Political Triangulation and the Populist Reaction

Eating the Masses
Photo by Manson Yim / Unsplash

Berlusconi, Trump, Bolsonaro, Corbynism, Bernie, the Pink Tide of Latin America; just some of the names and movements associated with the supposed populist turn in 21st century politics. But what is populism? Often defined purely in negative terms, for many theorists populism takes the form of an empty signifier into which is poured everything the particular author undertaking the analysis dislikes, e.g. vagueness, political immaturity, demagoguery, etc.

In On Populist Reason, however, Argentine political theorist and philosopher Ernesto Laclau seeks to define populism according to its positive features. Laclau's first step on this path is to embrace populism's apparent irrationality as containing its own inherent logic. Are not populism's vagueness and seeming self-contradictions due to the fact that life is vague and full of contradictions? Furthermore, rather than populism being an immature and naive political formulation, Laclau argues populism is a necessary and inevitable corrective to 'centrist dad' political calculation by 'subverting and complicating the operation of the so-called "more mature" ideologies' (17).

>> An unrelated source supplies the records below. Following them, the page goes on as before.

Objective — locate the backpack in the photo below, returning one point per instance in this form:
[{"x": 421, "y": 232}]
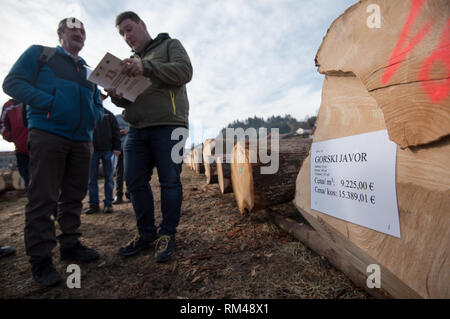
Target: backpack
[{"x": 46, "y": 54}]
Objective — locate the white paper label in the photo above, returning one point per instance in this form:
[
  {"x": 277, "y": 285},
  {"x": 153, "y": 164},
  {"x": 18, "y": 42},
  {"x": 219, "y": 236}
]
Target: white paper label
[{"x": 353, "y": 178}]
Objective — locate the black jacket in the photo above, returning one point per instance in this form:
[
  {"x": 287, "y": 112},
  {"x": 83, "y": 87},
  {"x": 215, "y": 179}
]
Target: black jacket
[{"x": 107, "y": 134}]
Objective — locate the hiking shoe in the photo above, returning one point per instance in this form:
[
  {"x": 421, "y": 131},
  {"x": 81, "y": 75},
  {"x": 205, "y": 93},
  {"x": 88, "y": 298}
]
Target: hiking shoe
[
  {"x": 7, "y": 251},
  {"x": 79, "y": 252},
  {"x": 136, "y": 245},
  {"x": 92, "y": 209},
  {"x": 164, "y": 247},
  {"x": 44, "y": 273},
  {"x": 108, "y": 209},
  {"x": 118, "y": 200}
]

Nowhere is this pattern more in evidence than in the UK; the burned-over district of political populism in the last decade. First with a populism of the right based around Brexit, and then of the left with Corbynism. But why is this the case? Drawing on Laclau's definition outlined above, the rise of populism in the UK may be attributed to an unconscious reaction against the political electioneering strategy of triangulation, as developed by Bill Clinton's political advisor Dick Morris and then refined by Tony Blair's New Labour.

Triangulation involves appearing to be above the left/right dichotomy of traditional political discourse by incorporating the popular aspects of the opposition’s policies into one’s own platform, thereby annexing much of the centre-ground of the political landscape in order to maximise one’s own electoral appeal. This tactic then has the added effect of pushing the opposition into a more extreme, less electorally appealing position as they attempt to find a distinctive political standpoint.

However, over time triangulation's attempt to eat the masses with its 'thin gruel' of anti-political policies developed to please a deracinated vision of the apolitical median voter conceived of as being solely motivated by an aspiration towards ever-increasing material consumption, gradually alienated British voters to an extent that has never really recovered. Before the New Labour era the percentage of UK citizens voting to elect a new government was in the high 70s, before dropping as low as 59% in the 2001 general election and then hovering around the mid 60s for much of the 2010s.

Although perhaps mortally wounded by triangulation's arrows, the rise of populism at least demonstrated a slightly heightened pulse in the body politic. The Brexit vote engaged 72% of the electorate, while Labour's left turn under Corbyn during the 2017 general election returned Labour's highest share of the vote since 2005 (mirrored by the rise of Trump and Bernie Sanders in the US). If anything has had a defibrillating effect on political reengagement in the UK then it has been populism with its articulation of political demands shorn of endless compromise and its reassertion of the connection between means and ends. Returning to Laclau's analysis, and to paraphrase Trotsky, the rise of populism is therefore far from a sign of sickness in the body politic but instead the sign of a healthy polis 'spewing up the undigested barbarism' of political triangulation.